Brèves, Textes divers

Les p’tites vues

Lui, il n’en sait rien.

Il fait ce qu’il a à faire.

Moi non plus je n’en sais rien encore; je prépare le souper. Je fais revenir patiemment dans la poêle quelques courgettes, des oignons, des morceaux de tomates fraîches que je saupoudre d’herbes de Provence. Lorsqu’ils sont bien dorés, je les mets de côté en les faisant tomber dans un petit bol avec ma cuillère de bois. Le parfum est doux et embaume la pièce.

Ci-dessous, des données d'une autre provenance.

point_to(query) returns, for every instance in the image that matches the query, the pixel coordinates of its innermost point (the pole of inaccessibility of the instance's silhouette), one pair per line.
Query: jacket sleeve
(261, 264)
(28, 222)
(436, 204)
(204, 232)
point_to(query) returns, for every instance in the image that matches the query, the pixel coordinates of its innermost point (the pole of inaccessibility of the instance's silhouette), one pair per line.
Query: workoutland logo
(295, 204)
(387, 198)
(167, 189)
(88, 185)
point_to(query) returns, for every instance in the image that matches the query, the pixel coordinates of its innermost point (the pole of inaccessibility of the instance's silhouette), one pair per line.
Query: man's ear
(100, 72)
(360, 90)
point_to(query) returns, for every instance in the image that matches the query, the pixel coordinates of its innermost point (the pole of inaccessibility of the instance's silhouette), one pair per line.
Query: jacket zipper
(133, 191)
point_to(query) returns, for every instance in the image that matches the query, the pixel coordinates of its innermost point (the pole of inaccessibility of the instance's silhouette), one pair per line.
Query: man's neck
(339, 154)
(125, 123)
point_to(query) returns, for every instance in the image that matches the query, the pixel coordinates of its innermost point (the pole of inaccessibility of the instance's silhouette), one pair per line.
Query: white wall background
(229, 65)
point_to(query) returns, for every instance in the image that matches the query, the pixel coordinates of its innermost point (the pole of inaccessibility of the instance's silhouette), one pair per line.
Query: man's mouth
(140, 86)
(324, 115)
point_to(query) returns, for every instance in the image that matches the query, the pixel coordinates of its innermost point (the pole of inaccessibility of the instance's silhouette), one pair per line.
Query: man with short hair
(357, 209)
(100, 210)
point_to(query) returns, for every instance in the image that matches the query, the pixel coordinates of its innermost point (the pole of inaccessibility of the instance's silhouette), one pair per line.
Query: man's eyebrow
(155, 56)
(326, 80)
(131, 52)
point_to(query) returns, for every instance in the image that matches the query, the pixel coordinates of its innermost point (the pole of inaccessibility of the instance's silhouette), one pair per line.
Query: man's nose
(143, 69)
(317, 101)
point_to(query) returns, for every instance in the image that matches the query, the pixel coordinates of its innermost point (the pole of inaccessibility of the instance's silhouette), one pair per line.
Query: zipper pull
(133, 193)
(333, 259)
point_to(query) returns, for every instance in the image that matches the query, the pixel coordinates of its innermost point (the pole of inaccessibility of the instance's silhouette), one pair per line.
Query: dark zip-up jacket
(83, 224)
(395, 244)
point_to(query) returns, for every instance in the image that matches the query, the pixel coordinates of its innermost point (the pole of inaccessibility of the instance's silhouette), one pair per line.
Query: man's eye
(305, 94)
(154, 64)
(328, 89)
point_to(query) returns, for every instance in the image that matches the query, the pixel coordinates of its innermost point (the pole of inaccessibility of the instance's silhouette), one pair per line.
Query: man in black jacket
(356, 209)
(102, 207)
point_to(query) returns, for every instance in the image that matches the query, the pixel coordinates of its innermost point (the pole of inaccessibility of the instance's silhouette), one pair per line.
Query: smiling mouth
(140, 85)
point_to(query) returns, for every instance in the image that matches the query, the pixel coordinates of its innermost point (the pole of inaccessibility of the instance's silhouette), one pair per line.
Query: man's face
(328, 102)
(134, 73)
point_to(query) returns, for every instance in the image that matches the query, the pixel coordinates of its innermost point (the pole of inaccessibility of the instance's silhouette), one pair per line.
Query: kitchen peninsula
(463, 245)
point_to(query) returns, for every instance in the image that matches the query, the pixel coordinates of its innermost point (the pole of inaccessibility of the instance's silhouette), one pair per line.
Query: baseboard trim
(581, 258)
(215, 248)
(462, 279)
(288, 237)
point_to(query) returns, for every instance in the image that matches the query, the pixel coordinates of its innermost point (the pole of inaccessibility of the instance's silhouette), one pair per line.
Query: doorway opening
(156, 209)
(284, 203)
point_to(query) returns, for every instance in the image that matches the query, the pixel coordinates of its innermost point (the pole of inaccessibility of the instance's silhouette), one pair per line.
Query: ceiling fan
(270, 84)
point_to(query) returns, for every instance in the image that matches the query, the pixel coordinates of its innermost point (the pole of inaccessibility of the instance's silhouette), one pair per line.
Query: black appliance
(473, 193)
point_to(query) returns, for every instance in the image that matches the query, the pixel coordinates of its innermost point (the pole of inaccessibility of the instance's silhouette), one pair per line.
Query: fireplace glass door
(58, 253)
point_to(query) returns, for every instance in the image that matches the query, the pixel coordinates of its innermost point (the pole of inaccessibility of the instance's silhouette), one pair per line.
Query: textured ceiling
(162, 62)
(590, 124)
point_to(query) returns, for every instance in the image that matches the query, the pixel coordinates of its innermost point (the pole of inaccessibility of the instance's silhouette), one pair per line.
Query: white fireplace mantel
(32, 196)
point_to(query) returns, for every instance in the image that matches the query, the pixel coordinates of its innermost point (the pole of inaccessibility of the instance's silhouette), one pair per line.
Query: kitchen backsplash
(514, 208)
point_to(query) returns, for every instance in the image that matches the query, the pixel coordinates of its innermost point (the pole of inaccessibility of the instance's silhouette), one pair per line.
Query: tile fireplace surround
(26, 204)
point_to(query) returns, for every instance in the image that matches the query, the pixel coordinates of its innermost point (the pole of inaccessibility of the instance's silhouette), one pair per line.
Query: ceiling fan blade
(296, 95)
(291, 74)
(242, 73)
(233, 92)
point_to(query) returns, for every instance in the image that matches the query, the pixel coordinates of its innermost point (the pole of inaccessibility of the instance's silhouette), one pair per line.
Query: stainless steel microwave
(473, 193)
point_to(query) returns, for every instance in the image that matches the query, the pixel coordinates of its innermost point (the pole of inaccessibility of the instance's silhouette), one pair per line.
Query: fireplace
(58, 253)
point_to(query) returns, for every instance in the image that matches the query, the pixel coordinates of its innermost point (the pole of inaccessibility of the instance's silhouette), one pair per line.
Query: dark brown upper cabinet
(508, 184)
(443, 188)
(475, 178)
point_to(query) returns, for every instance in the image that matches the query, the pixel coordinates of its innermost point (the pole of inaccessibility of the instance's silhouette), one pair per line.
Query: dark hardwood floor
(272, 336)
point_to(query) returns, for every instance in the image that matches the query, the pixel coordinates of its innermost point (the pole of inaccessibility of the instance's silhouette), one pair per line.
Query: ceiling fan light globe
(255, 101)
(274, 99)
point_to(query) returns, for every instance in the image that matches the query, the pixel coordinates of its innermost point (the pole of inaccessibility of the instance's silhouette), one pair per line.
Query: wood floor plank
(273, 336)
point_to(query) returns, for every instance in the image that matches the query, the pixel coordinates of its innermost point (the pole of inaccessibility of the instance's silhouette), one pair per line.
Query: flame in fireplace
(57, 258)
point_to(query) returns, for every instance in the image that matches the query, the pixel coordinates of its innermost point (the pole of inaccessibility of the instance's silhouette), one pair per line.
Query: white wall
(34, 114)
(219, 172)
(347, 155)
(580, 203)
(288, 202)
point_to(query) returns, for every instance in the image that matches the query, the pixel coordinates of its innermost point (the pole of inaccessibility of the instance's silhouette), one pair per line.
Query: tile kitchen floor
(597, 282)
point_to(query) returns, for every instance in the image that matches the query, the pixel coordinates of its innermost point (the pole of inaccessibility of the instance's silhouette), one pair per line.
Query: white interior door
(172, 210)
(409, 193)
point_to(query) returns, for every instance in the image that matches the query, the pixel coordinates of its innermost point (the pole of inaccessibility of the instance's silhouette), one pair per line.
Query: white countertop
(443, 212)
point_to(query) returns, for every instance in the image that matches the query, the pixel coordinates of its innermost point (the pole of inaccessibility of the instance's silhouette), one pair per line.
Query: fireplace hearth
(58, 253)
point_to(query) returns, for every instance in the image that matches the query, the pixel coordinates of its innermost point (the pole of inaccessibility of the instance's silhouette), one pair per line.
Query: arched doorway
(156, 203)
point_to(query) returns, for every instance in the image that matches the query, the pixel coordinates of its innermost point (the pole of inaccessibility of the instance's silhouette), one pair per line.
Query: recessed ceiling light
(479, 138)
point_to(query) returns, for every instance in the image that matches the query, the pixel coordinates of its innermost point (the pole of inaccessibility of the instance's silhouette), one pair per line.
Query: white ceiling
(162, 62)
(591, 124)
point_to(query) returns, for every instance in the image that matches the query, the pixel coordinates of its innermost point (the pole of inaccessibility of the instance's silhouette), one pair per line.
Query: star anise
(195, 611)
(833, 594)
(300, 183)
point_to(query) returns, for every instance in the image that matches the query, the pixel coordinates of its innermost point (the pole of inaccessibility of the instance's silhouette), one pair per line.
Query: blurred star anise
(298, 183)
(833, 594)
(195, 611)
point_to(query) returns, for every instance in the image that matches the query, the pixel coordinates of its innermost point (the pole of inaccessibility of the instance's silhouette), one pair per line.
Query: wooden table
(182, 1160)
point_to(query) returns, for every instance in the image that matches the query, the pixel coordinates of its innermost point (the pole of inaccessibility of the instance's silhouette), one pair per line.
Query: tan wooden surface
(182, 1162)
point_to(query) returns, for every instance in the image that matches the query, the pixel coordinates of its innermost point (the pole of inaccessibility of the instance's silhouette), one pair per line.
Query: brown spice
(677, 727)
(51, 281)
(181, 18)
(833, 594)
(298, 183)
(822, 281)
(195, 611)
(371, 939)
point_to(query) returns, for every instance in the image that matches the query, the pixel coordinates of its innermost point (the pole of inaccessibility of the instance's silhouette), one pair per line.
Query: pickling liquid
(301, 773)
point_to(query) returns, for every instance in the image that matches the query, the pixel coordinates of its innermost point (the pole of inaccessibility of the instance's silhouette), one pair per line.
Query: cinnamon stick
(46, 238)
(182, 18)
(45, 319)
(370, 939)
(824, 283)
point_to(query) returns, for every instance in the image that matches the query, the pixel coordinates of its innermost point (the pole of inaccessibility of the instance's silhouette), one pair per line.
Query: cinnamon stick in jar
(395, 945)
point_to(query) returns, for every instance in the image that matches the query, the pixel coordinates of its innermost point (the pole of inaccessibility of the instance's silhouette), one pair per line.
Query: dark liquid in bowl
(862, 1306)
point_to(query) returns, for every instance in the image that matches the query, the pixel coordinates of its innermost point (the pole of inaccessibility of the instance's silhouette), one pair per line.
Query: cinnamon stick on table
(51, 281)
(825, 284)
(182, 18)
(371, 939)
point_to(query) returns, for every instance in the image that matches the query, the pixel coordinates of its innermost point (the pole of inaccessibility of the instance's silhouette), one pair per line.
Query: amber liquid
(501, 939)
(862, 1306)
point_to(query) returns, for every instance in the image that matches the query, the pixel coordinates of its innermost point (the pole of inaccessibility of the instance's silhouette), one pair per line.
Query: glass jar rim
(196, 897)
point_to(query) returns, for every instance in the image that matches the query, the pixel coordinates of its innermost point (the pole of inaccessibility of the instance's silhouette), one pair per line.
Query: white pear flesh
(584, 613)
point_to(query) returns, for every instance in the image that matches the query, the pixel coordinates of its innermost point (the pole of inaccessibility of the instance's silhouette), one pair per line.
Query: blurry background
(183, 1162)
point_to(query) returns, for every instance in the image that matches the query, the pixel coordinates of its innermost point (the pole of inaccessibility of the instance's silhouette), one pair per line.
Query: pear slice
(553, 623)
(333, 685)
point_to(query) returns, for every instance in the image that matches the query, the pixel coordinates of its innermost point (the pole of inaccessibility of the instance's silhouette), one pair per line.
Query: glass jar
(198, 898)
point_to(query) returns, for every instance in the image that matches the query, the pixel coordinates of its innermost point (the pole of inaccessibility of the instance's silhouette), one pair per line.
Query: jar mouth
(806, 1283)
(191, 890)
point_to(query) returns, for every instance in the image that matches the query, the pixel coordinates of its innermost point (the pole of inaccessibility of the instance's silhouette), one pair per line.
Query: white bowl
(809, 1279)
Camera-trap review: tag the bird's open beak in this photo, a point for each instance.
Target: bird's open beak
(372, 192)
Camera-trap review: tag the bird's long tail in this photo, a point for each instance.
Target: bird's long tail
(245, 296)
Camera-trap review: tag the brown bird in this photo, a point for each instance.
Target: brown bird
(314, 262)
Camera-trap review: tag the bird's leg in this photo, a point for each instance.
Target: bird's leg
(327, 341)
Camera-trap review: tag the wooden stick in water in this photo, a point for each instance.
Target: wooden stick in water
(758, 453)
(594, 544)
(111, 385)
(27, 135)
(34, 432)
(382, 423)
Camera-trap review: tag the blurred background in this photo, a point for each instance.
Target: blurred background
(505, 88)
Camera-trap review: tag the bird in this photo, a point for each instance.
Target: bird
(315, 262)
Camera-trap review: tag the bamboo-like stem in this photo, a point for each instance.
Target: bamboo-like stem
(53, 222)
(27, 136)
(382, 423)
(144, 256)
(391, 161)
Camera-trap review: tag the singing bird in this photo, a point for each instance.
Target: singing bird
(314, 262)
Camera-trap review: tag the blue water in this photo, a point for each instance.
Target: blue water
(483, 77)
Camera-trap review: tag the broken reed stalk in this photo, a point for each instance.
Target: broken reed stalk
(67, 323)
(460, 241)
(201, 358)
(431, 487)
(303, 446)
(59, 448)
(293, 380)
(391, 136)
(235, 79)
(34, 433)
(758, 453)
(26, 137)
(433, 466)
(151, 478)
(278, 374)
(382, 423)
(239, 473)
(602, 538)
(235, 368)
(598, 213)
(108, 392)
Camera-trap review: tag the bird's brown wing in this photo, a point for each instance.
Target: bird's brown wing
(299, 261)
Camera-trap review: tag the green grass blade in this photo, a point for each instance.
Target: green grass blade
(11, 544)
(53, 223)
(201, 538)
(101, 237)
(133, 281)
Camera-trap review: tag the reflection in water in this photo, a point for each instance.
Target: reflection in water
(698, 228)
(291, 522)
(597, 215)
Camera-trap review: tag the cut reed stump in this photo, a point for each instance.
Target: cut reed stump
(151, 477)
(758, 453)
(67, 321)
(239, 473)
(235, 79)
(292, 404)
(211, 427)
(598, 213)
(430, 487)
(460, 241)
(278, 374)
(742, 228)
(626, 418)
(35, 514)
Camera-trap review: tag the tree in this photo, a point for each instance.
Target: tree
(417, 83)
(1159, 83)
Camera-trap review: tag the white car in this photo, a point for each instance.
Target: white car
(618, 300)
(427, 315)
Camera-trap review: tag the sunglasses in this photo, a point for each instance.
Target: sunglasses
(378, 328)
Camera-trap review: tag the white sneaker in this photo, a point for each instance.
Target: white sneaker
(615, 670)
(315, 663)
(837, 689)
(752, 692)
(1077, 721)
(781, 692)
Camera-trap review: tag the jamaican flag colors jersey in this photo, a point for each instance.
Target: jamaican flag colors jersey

Je m’approche du comptoir pour aller quérir la viande que j’y avais laissé.

Et c’est alors que je l’aperçois, par la porte restée ouverte.

Je m’arrête, étonnée par cet étrange spectacle que je n’avais jamais remarqué encore; sa silhouette se meut, floue, mise en lumière de l’autre côté de l’étroite paroi givrée de sa fenêtre de douche.

Je sens un léger sourire naître sur mon visage.

Je recule d’un pas, embarrassée par ma découverte, puis la curiosité me ramène; je distingue la couleur de sa peau et ses formes de manière assez nette: tête, épaules, bras, torse qui m’offrent une chorégraphie de mouvements qui me gardent captive pendant un moment.

Il ne sait pas que me voilà fascinée par l’écran qu’est devenue sa fenêtre.

Mais peu importe puisque, sur la surface blanche, il n’est pour moi que ta doublure.

Les souvenirs de toi ressurgissent et lui volent la vedette.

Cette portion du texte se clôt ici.